From the legendary International Art Exhibition in solidarity with Palestine, which took place in 1978 at the Arab University of Beirut (the building and the 200 works that were preserved, including pieces by Tàpies, Miró, Chillida and Rabascall, were destroyed in 1982 in an Israeli offensive) to the Pan-African Festival of Algeria of 1969 immortalized by William Klein or the traveling International Museum of Resistance that kept alive between 1973 and 1989 the Museum of Solidarity of Salvador Allende, the Macba brings together in Song for many movements experiences and case studies that have to do with forms of collective creation and the involvement of art in social transformation.

Song for many movements, which beyond its exhibition format wants to turn the Macba into a “public agora”, with conferences, talks, poetry or live radio programs, also investigates the new forms of activism and cultural agitation carried out by groups like Act Up during the AIDS crisis, when those affected not only had to face an almost certain death sentence, but also homophobia, the indifference of governments and the greed of laboratories.

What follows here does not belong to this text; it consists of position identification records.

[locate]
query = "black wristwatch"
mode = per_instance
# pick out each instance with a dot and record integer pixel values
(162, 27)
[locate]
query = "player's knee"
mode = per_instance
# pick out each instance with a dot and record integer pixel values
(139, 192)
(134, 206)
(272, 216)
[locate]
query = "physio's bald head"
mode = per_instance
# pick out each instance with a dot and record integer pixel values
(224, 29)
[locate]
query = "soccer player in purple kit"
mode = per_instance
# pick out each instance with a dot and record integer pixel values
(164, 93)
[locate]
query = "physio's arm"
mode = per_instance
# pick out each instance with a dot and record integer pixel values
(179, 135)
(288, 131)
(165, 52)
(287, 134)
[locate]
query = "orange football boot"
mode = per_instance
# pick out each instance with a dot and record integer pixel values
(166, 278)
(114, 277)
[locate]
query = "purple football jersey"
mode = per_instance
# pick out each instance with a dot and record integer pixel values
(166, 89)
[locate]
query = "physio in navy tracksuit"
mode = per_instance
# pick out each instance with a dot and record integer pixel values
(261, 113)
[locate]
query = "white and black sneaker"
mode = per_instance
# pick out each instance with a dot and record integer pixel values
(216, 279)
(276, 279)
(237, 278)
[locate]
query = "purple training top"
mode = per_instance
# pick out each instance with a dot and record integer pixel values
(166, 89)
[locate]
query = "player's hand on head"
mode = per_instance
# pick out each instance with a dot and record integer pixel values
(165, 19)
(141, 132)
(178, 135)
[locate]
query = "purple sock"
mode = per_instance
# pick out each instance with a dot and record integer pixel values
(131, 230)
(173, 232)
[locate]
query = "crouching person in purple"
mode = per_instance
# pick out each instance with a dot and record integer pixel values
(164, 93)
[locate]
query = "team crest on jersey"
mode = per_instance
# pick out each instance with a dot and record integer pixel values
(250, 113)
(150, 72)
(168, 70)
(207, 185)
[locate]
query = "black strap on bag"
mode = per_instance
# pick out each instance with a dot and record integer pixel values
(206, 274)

The project is curated by María Berríos, director of Conservation and Research at Macba, and Sabel Gavaldon, its new Head of Programs, and the title comes from a poem by the African-American poet and activist Audre Lorde, for whom it is important to make noise ” because silence will not protect us” or “without community there is no liberation.” The exhibition also includes the experiences of Video-Nou (1977-1983), community television, or that of the Collectif Mohamed, formed in the late seventies by teenagers from a suburb of Paris who appropriated a Super 8 camera to tell their stories. stories and star in his own revolt in films such as Le garage, Zone Immigrée or Ils ont tué Kader.

Song for many movements (until April 1) coincides with the start of [contra]panorama, second edition of the triennial Panorama project started in 2021 with the aim of showing the work of the local artistic context, but now no longer as a panoramic of the present “seen from above, but looking from other sides.” “They are two very special projects, not only because of their importance but as a sign of a transformation,” says Elvira Dyangani Ose, director of a museum that, she claims, “must be a plural reflection of the society in which it is immersed.”

[contra]panorama will last a whole year and for now you can see a prologue, with an existing work, The Kingdom (2003) by Dora García, and a new creation by Antonio Gagliano and Verónica Lahitte; Reconstruction: Barcelona Art Report.